Tuesday, December 28, 2010

Creating Traditions

One tradition we hope to continue...lots of game playing.

This February will mark the seven year anniversary of my relationship with Curtis. While we’ve only been married for three and a half of those years, in that time we have discovered many areas of life where we expect different things. He likes to squeeze the toothpaste in the middle of the tube; I like to roll from the bottom. He likes to make piles on the floor of things to put away; I don’t like to delay the return of items to their designated place. He likes to eat dessert right after dinner; I like to allow the meal to settle awhile before digging into the next dish.

Whatever the detail, we come from different families with different customs and expectations. I would suggest that this is at no time more evident than at holidays.

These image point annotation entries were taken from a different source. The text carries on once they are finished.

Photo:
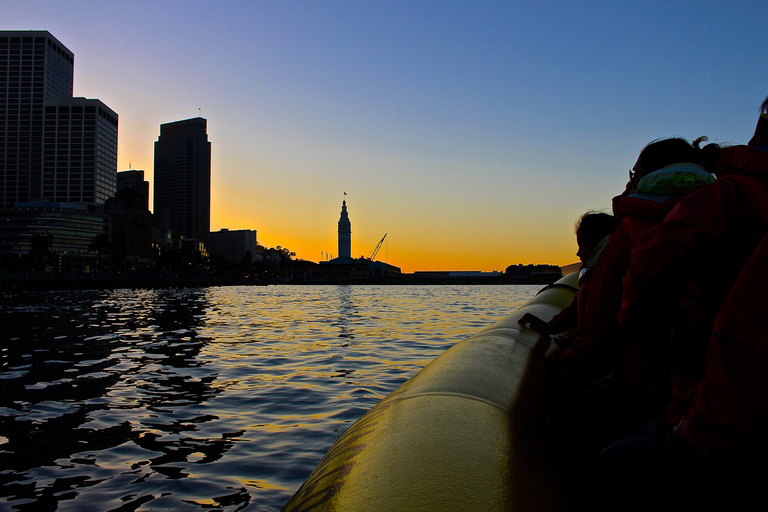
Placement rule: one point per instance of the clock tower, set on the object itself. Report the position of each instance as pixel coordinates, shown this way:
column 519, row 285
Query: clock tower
column 345, row 235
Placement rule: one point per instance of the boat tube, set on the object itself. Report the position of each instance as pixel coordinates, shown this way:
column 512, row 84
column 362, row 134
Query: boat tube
column 467, row 432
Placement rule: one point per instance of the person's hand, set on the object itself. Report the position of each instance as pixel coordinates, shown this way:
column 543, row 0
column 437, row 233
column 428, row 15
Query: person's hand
column 535, row 322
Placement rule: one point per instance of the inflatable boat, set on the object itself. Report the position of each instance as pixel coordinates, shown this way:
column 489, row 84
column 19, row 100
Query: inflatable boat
column 467, row 432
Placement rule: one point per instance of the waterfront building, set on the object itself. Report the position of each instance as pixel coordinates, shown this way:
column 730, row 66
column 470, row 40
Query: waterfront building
column 134, row 179
column 53, row 147
column 130, row 231
column 232, row 244
column 182, row 198
column 345, row 236
column 71, row 228
column 344, row 266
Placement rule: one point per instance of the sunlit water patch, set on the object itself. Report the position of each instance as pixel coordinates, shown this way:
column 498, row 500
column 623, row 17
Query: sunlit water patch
column 206, row 399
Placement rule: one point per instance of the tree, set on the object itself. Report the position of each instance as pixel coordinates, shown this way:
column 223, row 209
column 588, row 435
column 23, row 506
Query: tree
column 41, row 248
column 100, row 244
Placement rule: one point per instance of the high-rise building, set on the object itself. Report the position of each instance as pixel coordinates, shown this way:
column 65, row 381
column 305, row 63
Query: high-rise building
column 134, row 179
column 183, row 179
column 345, row 235
column 53, row 147
column 232, row 245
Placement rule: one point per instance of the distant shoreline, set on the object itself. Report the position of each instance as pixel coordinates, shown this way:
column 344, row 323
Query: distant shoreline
column 51, row 281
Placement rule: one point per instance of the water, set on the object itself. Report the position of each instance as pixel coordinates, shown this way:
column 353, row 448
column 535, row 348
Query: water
column 206, row 399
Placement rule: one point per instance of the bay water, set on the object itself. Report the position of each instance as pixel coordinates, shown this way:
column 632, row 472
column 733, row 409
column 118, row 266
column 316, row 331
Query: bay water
column 221, row 398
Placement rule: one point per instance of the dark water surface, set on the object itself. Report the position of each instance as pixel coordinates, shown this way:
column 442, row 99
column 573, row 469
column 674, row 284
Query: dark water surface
column 206, row 399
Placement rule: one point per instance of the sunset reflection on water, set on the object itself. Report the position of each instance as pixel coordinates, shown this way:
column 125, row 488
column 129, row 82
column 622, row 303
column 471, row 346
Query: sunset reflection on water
column 197, row 398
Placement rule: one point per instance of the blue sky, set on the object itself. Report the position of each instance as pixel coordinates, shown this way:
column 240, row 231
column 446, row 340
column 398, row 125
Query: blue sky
column 473, row 133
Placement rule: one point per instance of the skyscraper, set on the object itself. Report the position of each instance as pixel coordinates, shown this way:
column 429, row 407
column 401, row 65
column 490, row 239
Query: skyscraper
column 345, row 235
column 53, row 147
column 183, row 178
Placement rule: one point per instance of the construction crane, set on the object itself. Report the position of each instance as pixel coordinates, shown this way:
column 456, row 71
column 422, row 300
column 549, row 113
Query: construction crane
column 378, row 246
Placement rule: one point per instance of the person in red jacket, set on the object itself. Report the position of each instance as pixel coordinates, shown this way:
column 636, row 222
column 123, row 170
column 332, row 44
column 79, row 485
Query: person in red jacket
column 692, row 300
column 592, row 232
column 631, row 387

The first Christmas Curtis spent with my family, he was fairly appalled (though in his good wisdom, he didn’t share this with me until later). My family is one that values efficiency. As a result, we do not subscribe to the “everyone open one gift at a time” practice that some carry. We open multiple gifts at a time, somewhat at the discretion of the recipient, always with a nod from the giver that it is a good time for the gift to be opened.

Typically, we put the breakfast casserole (the beloved “Company French Toast”) in the oven at the beginning of the endeavor, read the Christmas story, and then proceed with unwrapping—always finishing in time to eat breakfast while it is still hot. Gifts are later examined for further appreciation, tried on for fit, and equipped with important pieces such as AA batteries.

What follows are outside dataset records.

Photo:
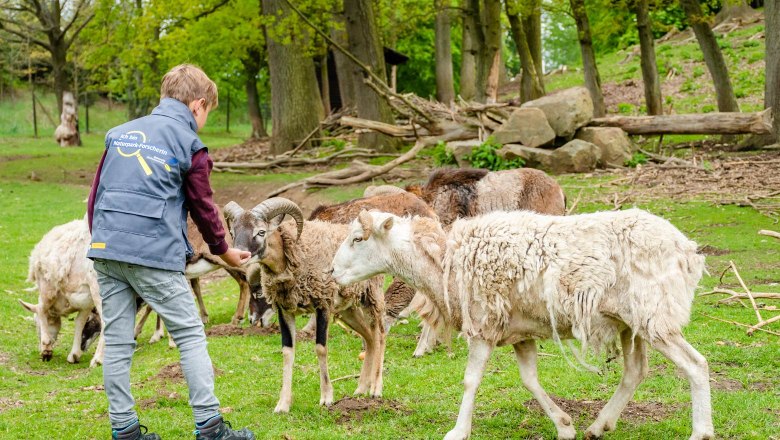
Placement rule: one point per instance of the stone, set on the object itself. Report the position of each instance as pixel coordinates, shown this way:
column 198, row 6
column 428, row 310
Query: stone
column 566, row 111
column 533, row 157
column 576, row 156
column 526, row 126
column 615, row 146
column 462, row 148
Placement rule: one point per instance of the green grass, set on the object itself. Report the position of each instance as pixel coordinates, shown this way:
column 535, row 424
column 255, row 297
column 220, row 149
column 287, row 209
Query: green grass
column 59, row 400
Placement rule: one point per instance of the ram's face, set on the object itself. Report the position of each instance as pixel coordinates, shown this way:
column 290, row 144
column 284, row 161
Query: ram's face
column 361, row 255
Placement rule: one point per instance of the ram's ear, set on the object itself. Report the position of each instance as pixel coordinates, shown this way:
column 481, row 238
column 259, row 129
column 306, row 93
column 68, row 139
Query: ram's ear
column 32, row 308
column 232, row 212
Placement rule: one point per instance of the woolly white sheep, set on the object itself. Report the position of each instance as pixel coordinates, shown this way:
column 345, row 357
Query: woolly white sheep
column 509, row 278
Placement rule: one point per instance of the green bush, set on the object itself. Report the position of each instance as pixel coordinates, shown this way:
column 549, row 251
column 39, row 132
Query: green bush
column 637, row 159
column 485, row 156
column 442, row 156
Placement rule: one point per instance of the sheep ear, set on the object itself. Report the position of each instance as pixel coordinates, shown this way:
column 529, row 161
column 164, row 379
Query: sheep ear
column 32, row 308
column 387, row 225
column 232, row 212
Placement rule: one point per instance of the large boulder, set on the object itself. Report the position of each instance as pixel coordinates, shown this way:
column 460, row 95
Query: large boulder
column 576, row 156
column 533, row 157
column 566, row 111
column 527, row 126
column 613, row 142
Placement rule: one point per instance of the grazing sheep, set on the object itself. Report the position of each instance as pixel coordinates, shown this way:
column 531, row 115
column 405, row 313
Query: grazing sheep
column 509, row 278
column 66, row 284
column 398, row 202
column 294, row 263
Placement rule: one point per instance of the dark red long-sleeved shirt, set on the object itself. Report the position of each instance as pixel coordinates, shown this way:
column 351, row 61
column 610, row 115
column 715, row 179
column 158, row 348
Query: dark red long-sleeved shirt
column 198, row 196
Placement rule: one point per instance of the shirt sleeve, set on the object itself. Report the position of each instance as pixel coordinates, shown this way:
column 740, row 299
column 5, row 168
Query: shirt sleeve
column 93, row 191
column 198, row 194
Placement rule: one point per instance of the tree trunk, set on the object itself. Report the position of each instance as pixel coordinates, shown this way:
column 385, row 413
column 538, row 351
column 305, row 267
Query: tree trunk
column 365, row 45
column 489, row 57
column 647, row 59
column 251, row 70
column 772, row 75
column 296, row 108
column 346, row 71
column 713, row 57
column 704, row 123
column 592, row 80
column 531, row 86
column 445, row 88
column 469, row 49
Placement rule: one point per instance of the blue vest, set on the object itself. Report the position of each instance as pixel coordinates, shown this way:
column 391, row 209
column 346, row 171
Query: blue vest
column 139, row 215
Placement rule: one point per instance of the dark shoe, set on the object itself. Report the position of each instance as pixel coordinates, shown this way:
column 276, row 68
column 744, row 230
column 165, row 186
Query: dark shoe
column 133, row 431
column 217, row 429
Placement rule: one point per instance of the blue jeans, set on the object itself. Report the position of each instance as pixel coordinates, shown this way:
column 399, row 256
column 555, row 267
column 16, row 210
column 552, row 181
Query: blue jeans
column 168, row 293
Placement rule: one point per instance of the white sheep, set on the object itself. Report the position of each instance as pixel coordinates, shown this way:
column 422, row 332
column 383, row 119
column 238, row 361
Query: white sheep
column 66, row 284
column 509, row 278
column 295, row 279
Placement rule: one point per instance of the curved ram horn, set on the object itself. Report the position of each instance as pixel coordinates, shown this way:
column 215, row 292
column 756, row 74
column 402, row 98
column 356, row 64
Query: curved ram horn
column 275, row 206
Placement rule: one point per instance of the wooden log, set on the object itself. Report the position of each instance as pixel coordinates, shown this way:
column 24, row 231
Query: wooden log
column 705, row 123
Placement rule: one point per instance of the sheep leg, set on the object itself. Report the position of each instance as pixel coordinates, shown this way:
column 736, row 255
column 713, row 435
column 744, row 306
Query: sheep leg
column 159, row 331
column 287, row 327
column 78, row 329
column 142, row 320
column 427, row 340
column 525, row 352
column 243, row 296
column 479, row 354
column 195, row 285
column 326, row 387
column 634, row 371
column 356, row 320
column 685, row 357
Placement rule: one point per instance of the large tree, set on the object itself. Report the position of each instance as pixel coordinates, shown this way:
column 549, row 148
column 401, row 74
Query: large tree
column 647, row 58
column 531, row 82
column 365, row 45
column 296, row 108
column 772, row 76
column 53, row 25
column 445, row 87
column 713, row 58
column 592, row 80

Then you have Curtis’s family.

One of my favorite things about visiting Curtis’s family is the slow pace that they carry. Living in a small time on an island leaves little reason to rush, after all. Even though visits there carry late nights of playing dominos or any number of card games, I always return to my everyday life feeling refreshed and relaxed.

You can probably guess how they open gifts.

I must admit, after a lifetime of opening gifts with a measure of efficiency, it was a nice change to linger over every package. Items would be discussed, tried on, and examined or assembled before the next person opened a gift. We even took a break in the middle to make and consume eggnog. It was very different from my typical Christmas experience, but it fit. If his family opened gifts like mine, it wouldn’t feel right at all.

How will we open gifts if we have a family some day? I’m really not sure. We haven’t really had a reason to create our own holiday traditions, content to follow suit with whatever those around us choose. One thing that both of our families instilled in us, however, is an appreciation for a Christmas apart from gifts, and a contentment with people instead of things.

As long as that tradition is continued, I don’t really care if we open gifts in one mass explosion of chaos or one at a time. The gifts were never really the point.